Of course, we don’t know numbers or details, but during the Keynote address, Google stated that the Pixel 6 series has surpassed both the Pixel 4 and Pixel 5 together. Then we have the Pixel 6a and Pixel Buds Pro at the end of July. The Pixel 6a aims to bring a bit of a calming presence to Google’s mid-range and budget smartphone strategy.
Google’s low-end lineup has been a bit of a muddle lately, between the Pixel 4a, 4a with 5G and the oft-forgotten Pixel 5a. The Pixel 6a should fix this, as it has the the same Tensor chip found in the Pixel 6 and 6 Pro along with the sleek new design complete with the cyberrobot camera bar on the back. It also includes features like Magic Eraser and Real Tone, originally launched with the Pixel 6. So essentially you’re getting a flagship Pixel with a few corners slashed to bring the price down to just $449.
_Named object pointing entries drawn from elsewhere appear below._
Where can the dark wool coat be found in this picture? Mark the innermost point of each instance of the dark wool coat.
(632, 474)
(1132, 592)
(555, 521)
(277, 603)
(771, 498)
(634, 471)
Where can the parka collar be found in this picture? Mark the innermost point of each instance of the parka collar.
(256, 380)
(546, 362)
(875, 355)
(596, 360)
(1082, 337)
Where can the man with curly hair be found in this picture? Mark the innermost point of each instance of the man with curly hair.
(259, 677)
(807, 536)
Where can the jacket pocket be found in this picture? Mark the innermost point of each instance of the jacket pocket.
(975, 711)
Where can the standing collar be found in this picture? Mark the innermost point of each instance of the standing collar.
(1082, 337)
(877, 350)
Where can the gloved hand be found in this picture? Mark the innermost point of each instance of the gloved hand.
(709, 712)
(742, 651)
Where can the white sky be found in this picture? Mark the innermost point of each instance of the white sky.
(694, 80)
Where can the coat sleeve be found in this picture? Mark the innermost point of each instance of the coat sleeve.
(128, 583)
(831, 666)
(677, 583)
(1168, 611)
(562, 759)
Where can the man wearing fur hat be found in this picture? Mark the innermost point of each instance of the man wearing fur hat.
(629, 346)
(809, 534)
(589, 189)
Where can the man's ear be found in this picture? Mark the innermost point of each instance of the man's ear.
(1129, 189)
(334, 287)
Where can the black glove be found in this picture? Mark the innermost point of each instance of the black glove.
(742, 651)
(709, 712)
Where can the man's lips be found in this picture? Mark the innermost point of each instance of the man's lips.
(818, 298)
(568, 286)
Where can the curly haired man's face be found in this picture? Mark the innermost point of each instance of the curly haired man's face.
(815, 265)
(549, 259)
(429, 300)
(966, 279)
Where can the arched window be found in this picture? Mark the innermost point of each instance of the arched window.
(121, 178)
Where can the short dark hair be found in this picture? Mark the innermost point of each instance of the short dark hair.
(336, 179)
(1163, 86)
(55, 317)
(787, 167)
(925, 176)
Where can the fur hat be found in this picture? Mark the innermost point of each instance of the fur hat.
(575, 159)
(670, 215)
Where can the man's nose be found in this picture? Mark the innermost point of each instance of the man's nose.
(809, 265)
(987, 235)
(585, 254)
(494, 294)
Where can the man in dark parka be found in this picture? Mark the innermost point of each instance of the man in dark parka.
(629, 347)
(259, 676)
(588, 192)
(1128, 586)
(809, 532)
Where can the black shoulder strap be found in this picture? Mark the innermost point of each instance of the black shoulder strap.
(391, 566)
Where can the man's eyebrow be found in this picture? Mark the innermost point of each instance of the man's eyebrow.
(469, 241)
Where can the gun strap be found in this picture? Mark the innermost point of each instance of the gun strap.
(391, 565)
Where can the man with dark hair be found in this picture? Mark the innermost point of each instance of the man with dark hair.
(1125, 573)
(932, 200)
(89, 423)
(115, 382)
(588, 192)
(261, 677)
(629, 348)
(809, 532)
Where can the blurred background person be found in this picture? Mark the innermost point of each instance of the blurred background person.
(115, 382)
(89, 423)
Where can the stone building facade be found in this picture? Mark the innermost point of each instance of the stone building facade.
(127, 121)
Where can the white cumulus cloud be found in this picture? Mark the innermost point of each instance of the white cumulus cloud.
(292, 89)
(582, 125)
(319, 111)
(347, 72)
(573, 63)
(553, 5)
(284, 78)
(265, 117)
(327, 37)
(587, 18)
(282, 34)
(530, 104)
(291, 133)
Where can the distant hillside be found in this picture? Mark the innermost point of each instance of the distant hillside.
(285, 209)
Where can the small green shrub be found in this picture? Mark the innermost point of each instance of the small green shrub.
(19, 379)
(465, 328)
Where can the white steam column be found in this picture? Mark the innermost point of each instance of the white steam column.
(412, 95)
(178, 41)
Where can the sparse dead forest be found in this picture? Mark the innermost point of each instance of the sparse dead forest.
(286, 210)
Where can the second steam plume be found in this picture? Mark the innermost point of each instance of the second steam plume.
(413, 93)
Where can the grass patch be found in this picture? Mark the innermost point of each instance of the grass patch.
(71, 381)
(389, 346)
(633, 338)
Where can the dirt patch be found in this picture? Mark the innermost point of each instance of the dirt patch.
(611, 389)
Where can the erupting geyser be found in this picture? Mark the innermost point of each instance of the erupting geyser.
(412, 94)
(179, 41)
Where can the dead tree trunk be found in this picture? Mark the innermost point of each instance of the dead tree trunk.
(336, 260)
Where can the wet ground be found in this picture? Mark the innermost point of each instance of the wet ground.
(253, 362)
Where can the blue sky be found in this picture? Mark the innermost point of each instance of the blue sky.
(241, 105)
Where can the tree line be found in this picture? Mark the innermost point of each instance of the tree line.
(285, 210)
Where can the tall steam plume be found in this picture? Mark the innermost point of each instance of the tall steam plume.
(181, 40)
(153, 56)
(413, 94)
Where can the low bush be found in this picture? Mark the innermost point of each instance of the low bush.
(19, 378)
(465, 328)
The Pixel Buds Pro gives the Pixel stalwart some new and flashy earbuds with fun colors, and more importantly, active noise cancellation. On paper, these should finally give us Google’s competitor for the AirPods Pro, and that’s exciting enough in itself.
Further down the timeline come Google’s Pixel 7 and 7 Pro this fall, powered by the next-generation Tensor processor. With that announcement comes the arrival of the Pixel Watch, which has only been rumored for much of the past decade. We don’t know all the details yet, but by the end of the year, Google’s ecosystem should look like this:
- Budget phone: Pixel 6a
- Budget earbuds: Pixel Buds A-Series
- High-end earbuds: Pixel Buds Pro
- Smartwatch: Pixel Watch
- Flagship Phone: Pixel 7 and 7 Pro
- Computer: Chrome OS and Chromebooks
That leaves only one category to fill, and that’s tablets. The Pixel Tablet fulfills that need – or perhaps need, in my case – in the range of Google-developed products. If all goes according to plan, it should help revive a tablet market that has been largely stagnant with the exception of a few manufacturers like Samsung and Lenovo.
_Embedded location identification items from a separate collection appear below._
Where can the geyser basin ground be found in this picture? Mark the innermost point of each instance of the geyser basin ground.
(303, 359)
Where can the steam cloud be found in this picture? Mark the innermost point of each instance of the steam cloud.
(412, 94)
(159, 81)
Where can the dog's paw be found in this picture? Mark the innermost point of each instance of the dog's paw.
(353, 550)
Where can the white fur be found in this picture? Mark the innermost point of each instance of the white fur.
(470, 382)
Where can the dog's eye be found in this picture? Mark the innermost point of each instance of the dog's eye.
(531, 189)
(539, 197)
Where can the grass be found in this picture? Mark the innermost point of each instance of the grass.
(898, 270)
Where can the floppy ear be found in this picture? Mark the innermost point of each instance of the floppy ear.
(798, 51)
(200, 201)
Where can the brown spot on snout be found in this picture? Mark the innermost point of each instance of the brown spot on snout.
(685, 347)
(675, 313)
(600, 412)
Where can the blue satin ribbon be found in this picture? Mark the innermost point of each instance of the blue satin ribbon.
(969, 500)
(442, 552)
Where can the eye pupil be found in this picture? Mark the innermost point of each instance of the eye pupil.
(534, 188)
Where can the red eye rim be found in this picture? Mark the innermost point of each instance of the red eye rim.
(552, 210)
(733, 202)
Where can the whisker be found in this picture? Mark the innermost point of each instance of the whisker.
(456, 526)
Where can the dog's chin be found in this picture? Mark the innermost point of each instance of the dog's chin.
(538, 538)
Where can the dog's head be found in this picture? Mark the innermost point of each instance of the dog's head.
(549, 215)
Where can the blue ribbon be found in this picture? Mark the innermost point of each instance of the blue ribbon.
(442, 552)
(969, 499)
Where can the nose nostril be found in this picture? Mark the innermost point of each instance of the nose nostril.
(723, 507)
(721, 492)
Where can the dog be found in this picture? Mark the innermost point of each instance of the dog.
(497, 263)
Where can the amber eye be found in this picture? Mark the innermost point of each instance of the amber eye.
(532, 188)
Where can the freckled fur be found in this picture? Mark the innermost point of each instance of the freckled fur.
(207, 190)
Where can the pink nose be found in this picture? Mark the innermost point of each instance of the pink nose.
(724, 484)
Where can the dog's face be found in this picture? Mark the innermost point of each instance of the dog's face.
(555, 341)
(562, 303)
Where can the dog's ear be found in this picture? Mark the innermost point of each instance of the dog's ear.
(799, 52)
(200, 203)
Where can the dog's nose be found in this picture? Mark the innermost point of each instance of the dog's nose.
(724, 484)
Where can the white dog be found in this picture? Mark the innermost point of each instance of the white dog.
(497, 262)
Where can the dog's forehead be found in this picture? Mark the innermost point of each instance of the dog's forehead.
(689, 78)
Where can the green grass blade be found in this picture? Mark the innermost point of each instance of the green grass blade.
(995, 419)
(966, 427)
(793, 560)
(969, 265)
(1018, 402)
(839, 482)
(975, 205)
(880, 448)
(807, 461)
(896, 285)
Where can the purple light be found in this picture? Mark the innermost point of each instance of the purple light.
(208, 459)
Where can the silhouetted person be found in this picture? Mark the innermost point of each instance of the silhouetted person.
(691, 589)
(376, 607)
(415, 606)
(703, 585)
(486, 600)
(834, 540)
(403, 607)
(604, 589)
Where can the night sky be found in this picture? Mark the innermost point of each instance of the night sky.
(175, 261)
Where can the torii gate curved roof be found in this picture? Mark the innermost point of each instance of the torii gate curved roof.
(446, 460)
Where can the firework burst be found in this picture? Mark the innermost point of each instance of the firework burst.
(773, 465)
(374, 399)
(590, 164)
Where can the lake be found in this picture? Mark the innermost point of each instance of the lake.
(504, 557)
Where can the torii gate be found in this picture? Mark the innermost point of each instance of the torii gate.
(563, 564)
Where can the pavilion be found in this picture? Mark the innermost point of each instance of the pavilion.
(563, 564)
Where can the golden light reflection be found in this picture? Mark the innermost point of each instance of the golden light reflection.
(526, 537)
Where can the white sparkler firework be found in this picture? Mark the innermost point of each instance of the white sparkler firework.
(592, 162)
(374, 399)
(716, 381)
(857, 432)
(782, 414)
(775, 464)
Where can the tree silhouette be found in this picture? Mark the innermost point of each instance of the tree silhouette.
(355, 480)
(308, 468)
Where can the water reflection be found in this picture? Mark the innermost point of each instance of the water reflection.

There’s even some mumbling in the crowd about Google taking a page from Lenovo’s book and introducing some sort of specialized dock. This would turn the Pixel Tablet into a Google Home/Nest Hub that you can take with you, giving you the benefits of Nest Hub without anchoring it to a wall outlet.
Fulfilling the prophecy
We were once close to this Better Together ideal, back in the days of the Nexus program with the Nexus phones and Nexus tablets. Well, at least with the Nexus 7, as the Nexus 9 and 10 just couldn’t capture what their smaller counterpart was doing.
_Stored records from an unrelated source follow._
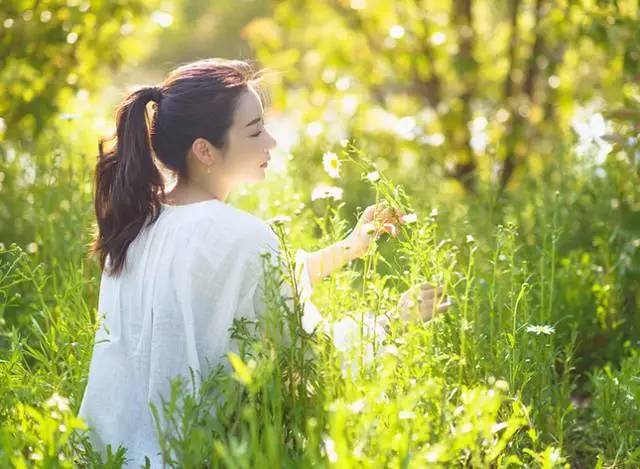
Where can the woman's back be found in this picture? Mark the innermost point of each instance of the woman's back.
(186, 277)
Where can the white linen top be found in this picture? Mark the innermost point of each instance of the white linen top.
(186, 277)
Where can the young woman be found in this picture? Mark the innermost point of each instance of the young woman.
(179, 266)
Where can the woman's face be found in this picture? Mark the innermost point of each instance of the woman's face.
(249, 142)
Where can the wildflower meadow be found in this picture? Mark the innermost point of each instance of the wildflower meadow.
(508, 136)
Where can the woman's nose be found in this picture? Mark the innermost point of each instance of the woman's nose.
(273, 140)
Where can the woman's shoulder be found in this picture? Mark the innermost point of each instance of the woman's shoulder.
(226, 225)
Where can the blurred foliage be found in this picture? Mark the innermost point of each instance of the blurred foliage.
(51, 50)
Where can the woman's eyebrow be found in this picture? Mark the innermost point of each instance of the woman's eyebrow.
(254, 121)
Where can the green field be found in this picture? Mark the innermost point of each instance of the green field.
(511, 130)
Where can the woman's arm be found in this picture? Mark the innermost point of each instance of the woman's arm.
(327, 260)
(375, 220)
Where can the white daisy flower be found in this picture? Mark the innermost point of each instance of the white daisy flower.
(410, 218)
(542, 329)
(326, 192)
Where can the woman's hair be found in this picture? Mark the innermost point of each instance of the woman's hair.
(195, 100)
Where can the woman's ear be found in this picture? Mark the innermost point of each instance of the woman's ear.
(204, 152)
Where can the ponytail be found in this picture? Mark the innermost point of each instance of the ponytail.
(197, 99)
(126, 181)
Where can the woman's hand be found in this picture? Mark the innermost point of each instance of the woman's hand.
(422, 301)
(375, 220)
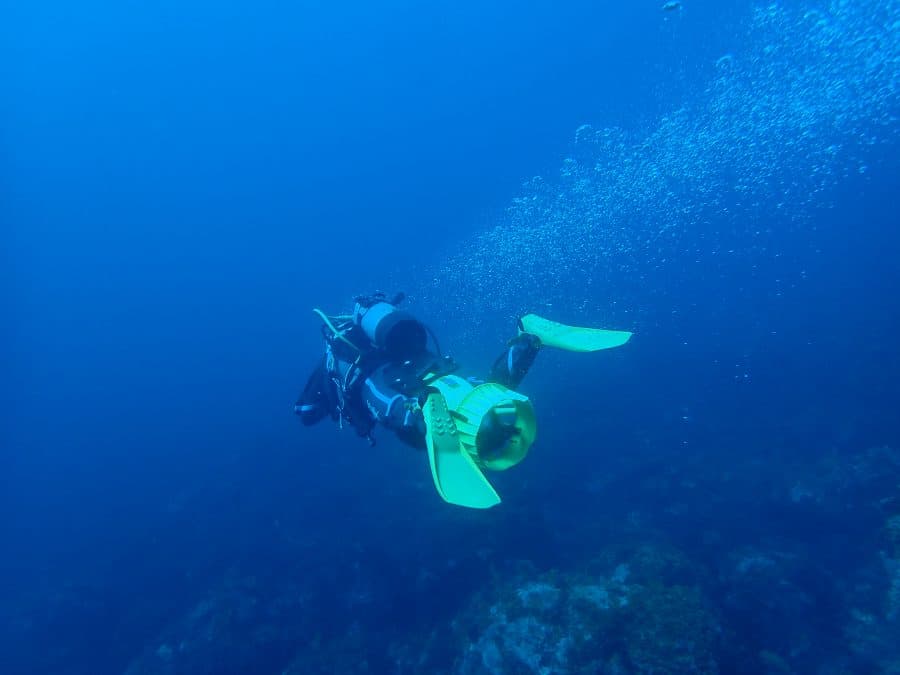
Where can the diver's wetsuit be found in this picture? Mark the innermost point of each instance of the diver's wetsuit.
(389, 389)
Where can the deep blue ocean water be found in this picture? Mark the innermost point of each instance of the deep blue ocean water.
(181, 183)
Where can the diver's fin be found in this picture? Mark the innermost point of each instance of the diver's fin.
(457, 479)
(572, 338)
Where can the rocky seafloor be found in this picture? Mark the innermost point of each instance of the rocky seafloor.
(728, 568)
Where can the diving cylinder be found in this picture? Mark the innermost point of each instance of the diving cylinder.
(391, 329)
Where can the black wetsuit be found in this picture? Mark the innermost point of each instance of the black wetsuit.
(373, 388)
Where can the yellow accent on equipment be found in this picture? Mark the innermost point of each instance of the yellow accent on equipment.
(573, 338)
(456, 477)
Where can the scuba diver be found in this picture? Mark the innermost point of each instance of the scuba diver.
(378, 368)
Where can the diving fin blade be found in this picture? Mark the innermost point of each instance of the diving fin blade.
(457, 479)
(572, 338)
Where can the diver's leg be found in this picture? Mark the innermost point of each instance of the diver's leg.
(512, 365)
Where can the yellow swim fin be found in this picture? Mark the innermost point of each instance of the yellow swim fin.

If you go through the various press releases and blog posts, you’ll soon see that Google is plastering the idea that your devices are going to be “better together” everywhere. Seamless interactions between your phone, tablet, smartwatch, smart home, computer and pretty much anything else.
It’s an idea we’ve wanted to see from Google for a long time, and while Apple and Samsung have done just that, it’s finally Google’s turn.
Maybe the Pixel tablet will be a flop, no one cares about tablets and foldable tablets and this idea will eventually fall apart. But I believe 2022 will be the year when Google finally fulfills the promise of a cohesive ecosystem built by Android and Google, before its tablet enters the fray next year.
All the puzzle pieces are revealed; now we have to wait and see if Google can successfully match them.